Making sure Ruby Daemons die

We use the Daemons Ruby Gem for a variety of applications. It has served us well, but we found ourselves wrapping the “stop” command with a shell script that makes sure the process actually dies. This behavior is necessary for our deploy scripts which restart daemons. Thanks to the magic of Ruby, we were able to eliminate these extra scripts with a simple Daemons extension.

Before extension: stop command returns immediately, pid file is deleted and we have no clue if the process is dead.
After extension: stop command blocks until the process is dead, giving feedback along the way.

To make sure the stop command doesn’t hang indefinitely, we send the TERM signal, then send the KILL signal (kill -9) if the process hasn’t died after a configurable amount of time. To use this extension, specify :force_kill_wait in seconds as part of the Daemons options hash:

require 'daemons_extension'
Daemons.run_proc('dantalion', :force_kill_wait => 30) { ...

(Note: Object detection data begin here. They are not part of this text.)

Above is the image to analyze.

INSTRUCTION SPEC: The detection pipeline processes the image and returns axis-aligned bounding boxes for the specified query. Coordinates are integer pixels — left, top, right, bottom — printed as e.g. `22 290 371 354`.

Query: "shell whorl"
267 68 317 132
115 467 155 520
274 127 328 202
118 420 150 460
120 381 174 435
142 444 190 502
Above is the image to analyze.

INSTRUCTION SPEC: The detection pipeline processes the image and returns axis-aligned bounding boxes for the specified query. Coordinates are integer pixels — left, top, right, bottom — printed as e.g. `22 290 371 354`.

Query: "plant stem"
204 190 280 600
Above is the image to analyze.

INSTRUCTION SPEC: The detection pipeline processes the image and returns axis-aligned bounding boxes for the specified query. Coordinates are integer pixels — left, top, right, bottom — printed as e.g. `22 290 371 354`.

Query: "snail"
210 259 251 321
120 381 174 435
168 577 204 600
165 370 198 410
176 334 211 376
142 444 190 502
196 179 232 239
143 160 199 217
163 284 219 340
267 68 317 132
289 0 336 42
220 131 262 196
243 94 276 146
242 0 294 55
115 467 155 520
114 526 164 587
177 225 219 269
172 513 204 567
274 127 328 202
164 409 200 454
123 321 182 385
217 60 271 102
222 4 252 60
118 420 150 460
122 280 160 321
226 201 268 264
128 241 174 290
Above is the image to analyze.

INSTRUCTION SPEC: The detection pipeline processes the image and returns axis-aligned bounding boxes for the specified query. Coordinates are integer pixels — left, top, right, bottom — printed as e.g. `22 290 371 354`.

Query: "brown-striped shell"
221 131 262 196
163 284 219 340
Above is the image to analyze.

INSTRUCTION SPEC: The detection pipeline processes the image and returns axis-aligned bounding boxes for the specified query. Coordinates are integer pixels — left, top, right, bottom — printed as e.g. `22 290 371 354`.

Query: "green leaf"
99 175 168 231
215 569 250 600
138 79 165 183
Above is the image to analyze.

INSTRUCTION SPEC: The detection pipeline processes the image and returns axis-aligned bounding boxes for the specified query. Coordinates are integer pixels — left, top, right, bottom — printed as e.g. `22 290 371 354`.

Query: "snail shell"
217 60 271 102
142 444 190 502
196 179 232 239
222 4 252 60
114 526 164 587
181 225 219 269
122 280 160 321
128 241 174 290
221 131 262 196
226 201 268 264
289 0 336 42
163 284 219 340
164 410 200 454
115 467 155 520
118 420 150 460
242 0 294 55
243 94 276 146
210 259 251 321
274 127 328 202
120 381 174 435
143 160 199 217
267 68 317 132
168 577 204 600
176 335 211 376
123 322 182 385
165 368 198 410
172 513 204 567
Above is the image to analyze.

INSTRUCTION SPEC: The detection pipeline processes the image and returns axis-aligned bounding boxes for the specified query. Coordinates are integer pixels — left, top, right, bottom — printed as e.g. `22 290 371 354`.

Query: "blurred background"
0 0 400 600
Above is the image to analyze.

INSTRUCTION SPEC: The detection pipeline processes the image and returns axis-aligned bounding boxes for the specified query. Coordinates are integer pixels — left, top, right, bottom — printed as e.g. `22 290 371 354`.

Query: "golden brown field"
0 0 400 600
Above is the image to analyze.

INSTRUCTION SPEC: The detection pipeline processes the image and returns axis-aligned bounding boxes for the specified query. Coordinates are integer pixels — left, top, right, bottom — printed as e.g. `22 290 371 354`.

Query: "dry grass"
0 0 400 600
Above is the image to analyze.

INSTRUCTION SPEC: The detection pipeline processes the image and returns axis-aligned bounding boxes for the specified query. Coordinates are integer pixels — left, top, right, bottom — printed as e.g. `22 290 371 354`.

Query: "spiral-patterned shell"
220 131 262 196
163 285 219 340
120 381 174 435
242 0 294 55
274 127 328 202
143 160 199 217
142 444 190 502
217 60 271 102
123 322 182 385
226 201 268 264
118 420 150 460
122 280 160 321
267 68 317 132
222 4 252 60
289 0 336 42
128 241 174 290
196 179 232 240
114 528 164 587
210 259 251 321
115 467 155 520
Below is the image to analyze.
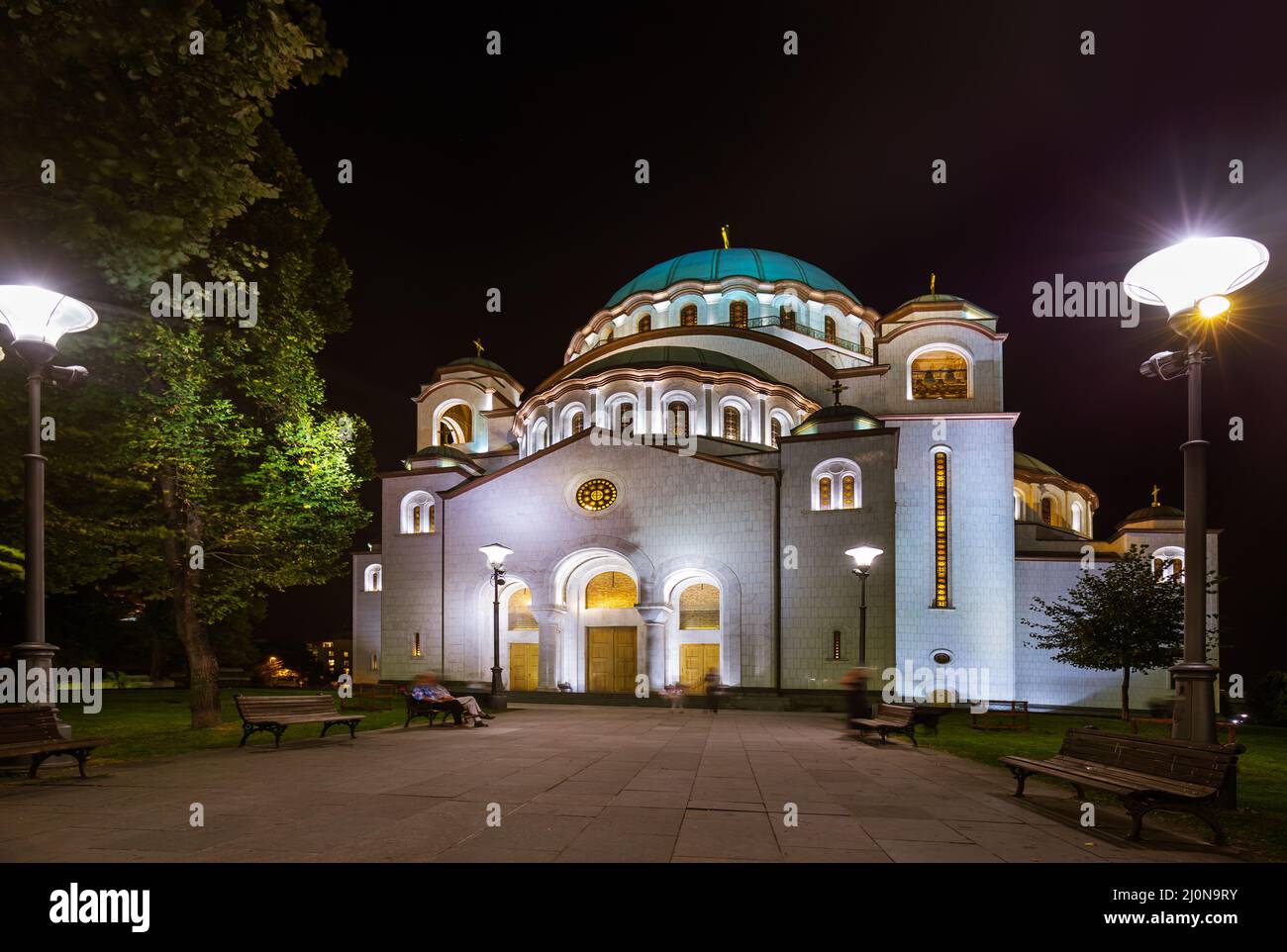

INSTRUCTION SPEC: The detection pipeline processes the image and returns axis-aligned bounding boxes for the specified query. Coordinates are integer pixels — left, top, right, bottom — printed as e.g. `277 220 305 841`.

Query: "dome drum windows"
812 459 862 512
908 343 972 400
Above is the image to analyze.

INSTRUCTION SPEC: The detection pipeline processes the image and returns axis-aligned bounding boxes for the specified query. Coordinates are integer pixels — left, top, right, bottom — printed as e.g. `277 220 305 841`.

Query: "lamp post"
479 541 514 711
0 284 98 700
844 545 884 665
1124 237 1269 743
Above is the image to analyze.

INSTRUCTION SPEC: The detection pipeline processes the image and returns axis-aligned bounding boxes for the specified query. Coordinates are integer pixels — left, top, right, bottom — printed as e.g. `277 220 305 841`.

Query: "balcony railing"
584 314 871 356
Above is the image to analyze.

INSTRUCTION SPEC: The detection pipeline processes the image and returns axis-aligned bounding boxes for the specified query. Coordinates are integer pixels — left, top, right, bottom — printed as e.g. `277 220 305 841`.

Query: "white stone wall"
781 431 897 689
895 417 1014 700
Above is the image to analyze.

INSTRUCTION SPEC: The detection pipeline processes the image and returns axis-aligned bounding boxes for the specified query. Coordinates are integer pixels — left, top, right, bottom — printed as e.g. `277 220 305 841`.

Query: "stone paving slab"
0 705 1237 863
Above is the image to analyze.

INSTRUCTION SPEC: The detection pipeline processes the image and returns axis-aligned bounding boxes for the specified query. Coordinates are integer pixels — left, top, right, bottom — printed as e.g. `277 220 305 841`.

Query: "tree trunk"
161 473 224 727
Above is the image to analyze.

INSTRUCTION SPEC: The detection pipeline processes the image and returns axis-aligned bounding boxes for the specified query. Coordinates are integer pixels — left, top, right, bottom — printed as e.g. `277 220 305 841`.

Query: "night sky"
262 3 1287 674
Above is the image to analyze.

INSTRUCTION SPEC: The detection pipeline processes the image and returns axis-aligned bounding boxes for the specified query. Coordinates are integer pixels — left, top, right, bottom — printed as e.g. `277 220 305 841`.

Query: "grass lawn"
0 687 412 777
917 714 1287 861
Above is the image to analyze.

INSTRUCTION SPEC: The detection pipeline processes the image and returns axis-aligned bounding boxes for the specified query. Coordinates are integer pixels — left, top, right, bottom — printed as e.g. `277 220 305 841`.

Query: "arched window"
665 400 689 440
934 449 951 609
586 573 639 609
910 347 969 400
402 492 435 535
811 457 862 510
617 400 635 438
729 301 746 327
724 407 742 440
679 582 720 631
438 403 473 446
506 588 541 631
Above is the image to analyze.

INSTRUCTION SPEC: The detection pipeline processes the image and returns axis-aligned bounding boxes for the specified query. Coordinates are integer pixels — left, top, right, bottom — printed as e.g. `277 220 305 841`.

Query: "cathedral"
352 248 1217 708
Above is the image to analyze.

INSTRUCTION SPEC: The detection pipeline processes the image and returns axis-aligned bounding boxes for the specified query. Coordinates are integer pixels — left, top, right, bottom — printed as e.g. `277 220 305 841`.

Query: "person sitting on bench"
411 672 492 727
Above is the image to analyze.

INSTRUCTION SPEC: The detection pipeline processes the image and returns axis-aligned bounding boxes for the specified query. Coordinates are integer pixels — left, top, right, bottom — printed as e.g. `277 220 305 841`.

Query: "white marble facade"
352 248 1215 707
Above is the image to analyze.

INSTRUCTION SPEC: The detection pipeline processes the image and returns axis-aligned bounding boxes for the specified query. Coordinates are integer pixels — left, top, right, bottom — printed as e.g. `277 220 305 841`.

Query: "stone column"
635 605 670 692
532 605 567 691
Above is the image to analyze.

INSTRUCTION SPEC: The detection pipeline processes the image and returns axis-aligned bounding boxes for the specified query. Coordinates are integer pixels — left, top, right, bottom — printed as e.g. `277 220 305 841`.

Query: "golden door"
586 627 639 695
510 642 541 691
679 644 720 695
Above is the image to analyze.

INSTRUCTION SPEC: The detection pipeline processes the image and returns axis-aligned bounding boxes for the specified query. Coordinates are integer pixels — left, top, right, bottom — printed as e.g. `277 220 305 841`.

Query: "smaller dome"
1119 506 1184 524
792 404 884 436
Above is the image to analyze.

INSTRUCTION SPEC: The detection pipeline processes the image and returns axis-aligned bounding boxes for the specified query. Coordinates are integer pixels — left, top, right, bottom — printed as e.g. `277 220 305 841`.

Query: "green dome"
604 248 859 308
792 404 884 436
575 347 777 383
1014 450 1063 476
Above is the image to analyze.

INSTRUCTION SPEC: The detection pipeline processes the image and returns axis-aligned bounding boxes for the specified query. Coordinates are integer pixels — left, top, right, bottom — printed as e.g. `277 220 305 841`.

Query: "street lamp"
844 545 884 665
0 284 98 683
479 541 514 711
1124 237 1269 743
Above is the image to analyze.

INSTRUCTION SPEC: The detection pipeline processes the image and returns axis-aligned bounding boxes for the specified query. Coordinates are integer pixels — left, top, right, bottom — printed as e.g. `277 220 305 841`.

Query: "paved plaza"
0 705 1235 863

The implementation starts with making sure the pid file matches the UNIX ‘ps’ command. Let’s crack open the Daemons::ApplicationGroup class and redefine the find_applications method:

# We want to redefine find_applications to not rely on
# pidfiles (e.g. find application if pidfile is gone)
# We recreate the pid files if they're not there.
def find_applications(dir)
  # Find pid_files, like original implementation
  pid_files = PidFile.find_files(dir, app_name)
  @monitor = Monitor.find(dir, app_name + '_monitor')
  pid_files.reject! {|f| f =~ /_monitor.pid$/}
 
  # Find the missing pids based on the UNIX pids
  pidfile_pids = pid_files.map {|pf| PidFile.existing(pf).pid}
  missing_pids = unix_pids - pidfile_pids

  # Create pidfiles that are gone
  if missing_pids.size > 0
    puts "[daemons_ext]: #{missing_pids.size} missing pidfiles: " +
          "#{missing_pids.inspect}... creating pid file(s)."
    missing_pids.each do |pid|
      pidfile = PidFile.new(dir, app_name, multiple)
      pidfile.pid = pid # Doesn't seem to matter if it's a string or Fixnum
    end
  end

  # Now get all the pid file again
  pid_files = PidFile.find_files(dir, app_name)

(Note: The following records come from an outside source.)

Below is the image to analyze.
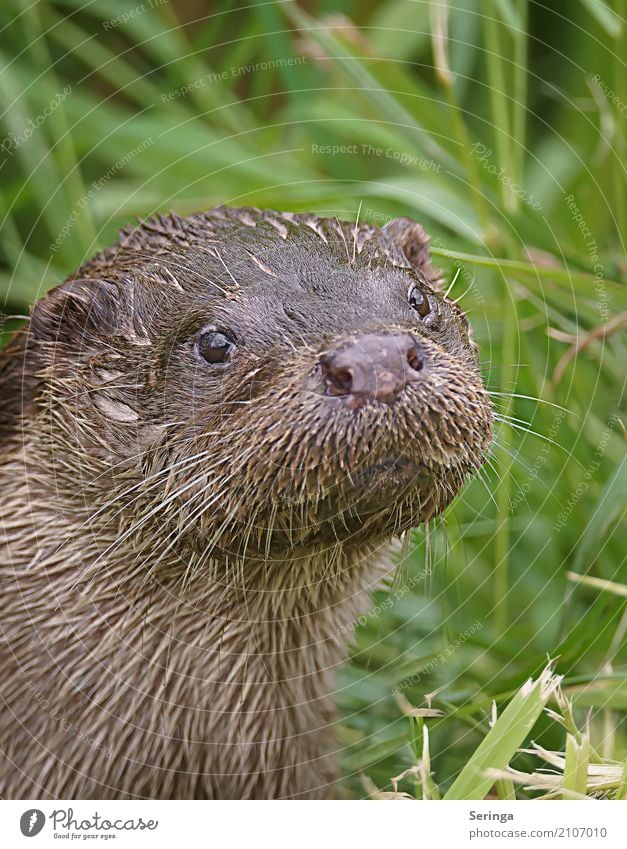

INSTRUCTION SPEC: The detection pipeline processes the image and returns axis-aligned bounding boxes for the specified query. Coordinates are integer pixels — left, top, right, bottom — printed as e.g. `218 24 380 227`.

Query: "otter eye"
196 330 235 365
409 286 431 318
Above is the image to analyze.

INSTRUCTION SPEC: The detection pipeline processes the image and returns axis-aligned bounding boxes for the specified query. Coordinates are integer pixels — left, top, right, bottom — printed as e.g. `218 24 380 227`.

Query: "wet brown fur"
0 207 492 799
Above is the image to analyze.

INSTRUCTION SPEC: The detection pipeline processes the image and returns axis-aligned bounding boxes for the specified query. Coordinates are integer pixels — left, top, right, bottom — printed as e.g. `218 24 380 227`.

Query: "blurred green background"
0 0 627 797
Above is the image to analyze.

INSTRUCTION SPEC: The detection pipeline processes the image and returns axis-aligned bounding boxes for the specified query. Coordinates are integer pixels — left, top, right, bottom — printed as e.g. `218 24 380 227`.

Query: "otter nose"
320 334 426 403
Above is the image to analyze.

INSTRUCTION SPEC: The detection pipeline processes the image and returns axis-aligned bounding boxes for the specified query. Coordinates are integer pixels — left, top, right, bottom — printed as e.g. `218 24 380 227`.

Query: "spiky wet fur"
0 208 492 798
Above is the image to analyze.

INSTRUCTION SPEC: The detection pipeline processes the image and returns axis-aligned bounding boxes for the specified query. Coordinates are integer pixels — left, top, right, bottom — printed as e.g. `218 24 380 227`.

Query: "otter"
0 207 493 799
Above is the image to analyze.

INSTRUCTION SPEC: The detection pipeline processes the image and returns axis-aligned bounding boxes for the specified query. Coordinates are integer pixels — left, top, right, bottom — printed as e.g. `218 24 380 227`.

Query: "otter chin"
0 207 493 799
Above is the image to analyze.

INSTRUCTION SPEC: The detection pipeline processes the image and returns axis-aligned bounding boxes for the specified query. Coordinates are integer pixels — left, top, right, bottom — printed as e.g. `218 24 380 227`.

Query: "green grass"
0 0 627 798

  return pid_files.map {|f|
    app = Application.new(self, {}, PidFile.existing(f))
    setup_app(app)
    app
  }
end

Now we can be sure that we’ll send a signal to our process even if the pid file was initially missing. You can reference the attached code to see how unix_pids is implemented. Next, we redefine Daemons::ApplicationGroup.stop_all:

# Specify :force_kill_wait => (seconds to wait) and this method will
# block until the process is dead.  It first sends a TERM signal, then
# a KILL signal (-9) if the process hasn't died after the wait time.
def stop_all(force = false)
  @monitor.stop if @monitor
 
  wait = options[:force_kill_wait].to_i
  if wait > 0
    puts "[daemons_ext]: Killing #{app_name} with force after #{wait} secs."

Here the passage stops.